Today, despite the fact that we heard similar comments made about Obama — comments such as “well, sure that all sounds good but he can’t do it” or statements which questioned Obama’s motives, sincerity or even his nationality — yes, even in spite of all that, the “white moderate” — as defined by Dr. King — joined with the rest of the American nation in electing someone that stood for justice and not for the established social hierarchy. For me and for my family in the context in which I was raised, the achievement of this dream has been a long time coming.
The Dream Continues
Still, though, Obama’s election presents new challenges. Just as many white Americans have been content to argue that the country’s racial tensions passed with Dr. King and the Civil Rights Movement, so too might many argue that Obama’s election verifies the assertion that Dr. King’s dream has been achieved and that such a dream no longer needs our attention.
Such an assumption, though, is specious. The statistics are verifiable and easily found which show that whites in the U.S. retain the possession of the upper hand in most any occupation in the country. The election of Obama, therefore, while certainly an accomplishment in many ways, must be recorded as a step and only a step.

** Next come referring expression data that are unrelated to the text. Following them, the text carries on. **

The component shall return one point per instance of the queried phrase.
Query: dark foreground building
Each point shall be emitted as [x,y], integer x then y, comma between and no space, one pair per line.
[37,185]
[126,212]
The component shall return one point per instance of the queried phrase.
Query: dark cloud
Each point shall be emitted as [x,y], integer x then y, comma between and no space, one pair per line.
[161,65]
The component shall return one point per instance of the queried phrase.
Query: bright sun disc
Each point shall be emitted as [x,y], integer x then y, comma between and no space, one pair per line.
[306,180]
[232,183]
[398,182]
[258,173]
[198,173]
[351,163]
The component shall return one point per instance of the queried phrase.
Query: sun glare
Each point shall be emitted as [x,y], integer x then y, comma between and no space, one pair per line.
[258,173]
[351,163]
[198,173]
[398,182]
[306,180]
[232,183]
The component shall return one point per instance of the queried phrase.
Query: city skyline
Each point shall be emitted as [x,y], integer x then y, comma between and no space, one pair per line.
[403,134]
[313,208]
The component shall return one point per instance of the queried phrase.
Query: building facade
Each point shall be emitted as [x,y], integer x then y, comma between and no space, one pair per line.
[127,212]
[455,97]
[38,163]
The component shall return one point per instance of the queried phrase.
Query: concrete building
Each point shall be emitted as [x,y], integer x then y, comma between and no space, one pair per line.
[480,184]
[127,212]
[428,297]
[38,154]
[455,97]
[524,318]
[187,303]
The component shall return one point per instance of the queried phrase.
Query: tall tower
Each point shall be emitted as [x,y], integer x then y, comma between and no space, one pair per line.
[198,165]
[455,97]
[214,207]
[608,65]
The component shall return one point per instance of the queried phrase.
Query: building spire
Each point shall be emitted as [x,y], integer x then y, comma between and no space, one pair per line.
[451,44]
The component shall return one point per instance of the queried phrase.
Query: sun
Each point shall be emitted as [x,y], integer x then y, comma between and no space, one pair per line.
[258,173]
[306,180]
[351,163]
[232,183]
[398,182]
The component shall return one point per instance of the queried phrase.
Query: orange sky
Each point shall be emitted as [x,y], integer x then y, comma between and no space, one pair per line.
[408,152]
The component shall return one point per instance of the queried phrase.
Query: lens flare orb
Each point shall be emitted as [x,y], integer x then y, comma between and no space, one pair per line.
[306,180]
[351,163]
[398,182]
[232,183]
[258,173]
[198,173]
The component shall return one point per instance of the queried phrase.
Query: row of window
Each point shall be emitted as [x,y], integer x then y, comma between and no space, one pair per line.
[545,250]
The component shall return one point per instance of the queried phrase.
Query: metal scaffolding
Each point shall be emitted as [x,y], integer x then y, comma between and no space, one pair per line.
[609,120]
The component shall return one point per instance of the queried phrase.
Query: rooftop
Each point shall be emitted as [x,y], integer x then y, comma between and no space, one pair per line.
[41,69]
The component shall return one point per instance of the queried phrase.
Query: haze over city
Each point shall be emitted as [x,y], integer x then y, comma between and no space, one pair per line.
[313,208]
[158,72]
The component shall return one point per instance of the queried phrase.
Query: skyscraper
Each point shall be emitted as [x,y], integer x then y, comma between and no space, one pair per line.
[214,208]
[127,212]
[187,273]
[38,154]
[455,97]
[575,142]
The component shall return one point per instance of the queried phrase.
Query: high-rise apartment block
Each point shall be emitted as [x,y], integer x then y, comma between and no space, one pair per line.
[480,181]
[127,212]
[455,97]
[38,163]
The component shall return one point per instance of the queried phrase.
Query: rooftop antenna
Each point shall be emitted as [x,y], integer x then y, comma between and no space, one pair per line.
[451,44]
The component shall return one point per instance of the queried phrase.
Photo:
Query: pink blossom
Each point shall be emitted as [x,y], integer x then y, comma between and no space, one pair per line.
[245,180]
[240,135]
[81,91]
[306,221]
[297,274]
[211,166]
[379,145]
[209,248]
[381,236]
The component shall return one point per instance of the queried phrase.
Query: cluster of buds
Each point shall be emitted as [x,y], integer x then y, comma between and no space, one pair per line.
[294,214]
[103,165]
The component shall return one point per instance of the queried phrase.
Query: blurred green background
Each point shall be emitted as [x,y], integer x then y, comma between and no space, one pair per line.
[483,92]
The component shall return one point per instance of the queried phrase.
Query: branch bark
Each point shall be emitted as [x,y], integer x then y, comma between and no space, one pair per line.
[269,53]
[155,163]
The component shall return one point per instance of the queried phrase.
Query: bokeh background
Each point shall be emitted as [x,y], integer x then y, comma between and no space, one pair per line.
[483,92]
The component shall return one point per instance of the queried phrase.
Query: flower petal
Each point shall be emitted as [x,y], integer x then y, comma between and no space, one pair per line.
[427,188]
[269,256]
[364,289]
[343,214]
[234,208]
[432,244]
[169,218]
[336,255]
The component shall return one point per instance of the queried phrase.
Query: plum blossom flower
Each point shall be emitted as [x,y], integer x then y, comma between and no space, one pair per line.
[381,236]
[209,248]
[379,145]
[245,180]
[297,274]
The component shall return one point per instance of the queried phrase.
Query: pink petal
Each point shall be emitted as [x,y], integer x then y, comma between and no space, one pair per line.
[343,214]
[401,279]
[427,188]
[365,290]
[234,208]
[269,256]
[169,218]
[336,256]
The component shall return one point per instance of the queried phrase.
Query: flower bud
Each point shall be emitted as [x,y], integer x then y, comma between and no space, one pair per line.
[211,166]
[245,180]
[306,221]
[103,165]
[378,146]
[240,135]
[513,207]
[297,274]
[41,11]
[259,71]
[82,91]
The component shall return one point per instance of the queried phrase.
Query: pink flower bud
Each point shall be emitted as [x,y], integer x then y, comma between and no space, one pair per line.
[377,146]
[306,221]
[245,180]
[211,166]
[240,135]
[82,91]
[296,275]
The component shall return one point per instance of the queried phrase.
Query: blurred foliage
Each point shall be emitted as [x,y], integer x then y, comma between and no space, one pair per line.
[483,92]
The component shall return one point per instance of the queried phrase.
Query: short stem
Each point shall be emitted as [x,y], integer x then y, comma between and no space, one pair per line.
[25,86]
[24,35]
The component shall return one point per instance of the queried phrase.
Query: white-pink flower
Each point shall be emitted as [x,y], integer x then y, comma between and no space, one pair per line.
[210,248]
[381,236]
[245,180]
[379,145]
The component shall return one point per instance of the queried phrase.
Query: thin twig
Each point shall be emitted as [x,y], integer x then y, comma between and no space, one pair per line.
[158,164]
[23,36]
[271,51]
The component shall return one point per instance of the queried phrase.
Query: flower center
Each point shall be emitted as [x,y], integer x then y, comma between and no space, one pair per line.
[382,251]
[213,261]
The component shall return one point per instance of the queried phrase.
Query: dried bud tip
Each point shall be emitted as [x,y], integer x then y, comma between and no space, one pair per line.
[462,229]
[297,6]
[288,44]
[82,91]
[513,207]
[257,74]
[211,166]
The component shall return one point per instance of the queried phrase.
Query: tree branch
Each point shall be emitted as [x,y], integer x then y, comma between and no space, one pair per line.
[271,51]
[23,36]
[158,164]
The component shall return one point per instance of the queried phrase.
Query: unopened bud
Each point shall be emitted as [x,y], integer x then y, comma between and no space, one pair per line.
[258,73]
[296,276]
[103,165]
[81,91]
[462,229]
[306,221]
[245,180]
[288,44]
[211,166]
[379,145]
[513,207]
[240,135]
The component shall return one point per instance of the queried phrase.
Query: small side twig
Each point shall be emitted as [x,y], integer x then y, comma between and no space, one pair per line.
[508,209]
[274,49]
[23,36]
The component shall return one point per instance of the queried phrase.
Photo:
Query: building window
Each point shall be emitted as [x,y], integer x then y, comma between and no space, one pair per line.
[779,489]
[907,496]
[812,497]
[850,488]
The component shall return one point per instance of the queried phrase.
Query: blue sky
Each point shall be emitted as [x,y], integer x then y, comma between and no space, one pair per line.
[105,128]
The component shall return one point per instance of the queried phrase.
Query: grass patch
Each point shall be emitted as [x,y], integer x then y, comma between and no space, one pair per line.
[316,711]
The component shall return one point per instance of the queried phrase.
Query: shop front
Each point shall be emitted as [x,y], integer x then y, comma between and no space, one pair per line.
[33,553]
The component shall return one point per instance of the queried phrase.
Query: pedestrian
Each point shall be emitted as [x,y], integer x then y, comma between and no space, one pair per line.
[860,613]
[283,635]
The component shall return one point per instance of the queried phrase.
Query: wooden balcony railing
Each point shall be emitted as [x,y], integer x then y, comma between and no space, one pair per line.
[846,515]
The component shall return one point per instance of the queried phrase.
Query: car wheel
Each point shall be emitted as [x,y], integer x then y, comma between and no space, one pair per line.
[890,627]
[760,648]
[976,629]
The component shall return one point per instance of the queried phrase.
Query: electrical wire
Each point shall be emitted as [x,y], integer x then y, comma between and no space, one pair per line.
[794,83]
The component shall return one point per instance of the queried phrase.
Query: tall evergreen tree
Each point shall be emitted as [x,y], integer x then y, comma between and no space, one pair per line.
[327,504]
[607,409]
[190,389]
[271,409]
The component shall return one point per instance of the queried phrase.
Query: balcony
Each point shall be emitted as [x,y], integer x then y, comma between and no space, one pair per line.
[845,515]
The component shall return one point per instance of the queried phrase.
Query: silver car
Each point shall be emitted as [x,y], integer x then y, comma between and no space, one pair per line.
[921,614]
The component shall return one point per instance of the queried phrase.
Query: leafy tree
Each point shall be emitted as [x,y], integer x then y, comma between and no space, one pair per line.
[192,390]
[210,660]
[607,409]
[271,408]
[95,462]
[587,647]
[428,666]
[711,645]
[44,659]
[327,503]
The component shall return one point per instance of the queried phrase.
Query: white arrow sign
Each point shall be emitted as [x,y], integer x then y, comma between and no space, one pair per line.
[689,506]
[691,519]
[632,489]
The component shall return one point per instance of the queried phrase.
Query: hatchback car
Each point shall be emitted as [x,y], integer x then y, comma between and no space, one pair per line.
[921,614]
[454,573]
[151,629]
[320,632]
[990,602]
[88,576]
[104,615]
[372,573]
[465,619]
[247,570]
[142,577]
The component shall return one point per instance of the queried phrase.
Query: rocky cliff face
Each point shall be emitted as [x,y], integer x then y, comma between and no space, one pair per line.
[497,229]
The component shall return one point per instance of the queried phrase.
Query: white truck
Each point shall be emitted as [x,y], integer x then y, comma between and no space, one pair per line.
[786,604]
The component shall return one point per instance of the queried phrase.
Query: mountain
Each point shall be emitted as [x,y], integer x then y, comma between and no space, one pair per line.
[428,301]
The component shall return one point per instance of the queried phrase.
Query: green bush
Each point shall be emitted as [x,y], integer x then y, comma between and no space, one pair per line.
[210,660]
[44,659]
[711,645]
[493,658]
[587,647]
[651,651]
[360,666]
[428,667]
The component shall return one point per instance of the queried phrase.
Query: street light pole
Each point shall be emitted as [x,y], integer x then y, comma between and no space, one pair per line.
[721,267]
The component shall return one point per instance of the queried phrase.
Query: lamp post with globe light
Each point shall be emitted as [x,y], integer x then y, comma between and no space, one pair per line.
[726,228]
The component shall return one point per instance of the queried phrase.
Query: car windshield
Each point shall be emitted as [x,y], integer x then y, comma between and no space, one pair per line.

As Dr. King reminds us, “The Negro today is not struggling for some abstract vague rights, but for concrete and prompt improvement in his way of life. What will it profit him to be able to send his children to an integrated school if the family income is insufficient to buy him school clothes?” Likewise, King might ask, what will it profit Americans today to see that an African American can be elected president if old socio-economic divides continue to widen as they are today?
What we must do, therefore, is remain circumspect. Obama’s election is certainly an inspiring sign of positive social change, and is one of which Dr. King would be particularly proud. We must never stop, though, seeking to realize King’s dream until we can say that true equality has been afforded to all.
Matt Triplett receives scholarship funds from the William Louis Poteat Scholarship, the Zachary T. Smith Leadership Scholarship and the John W. Boatwright Scholarship.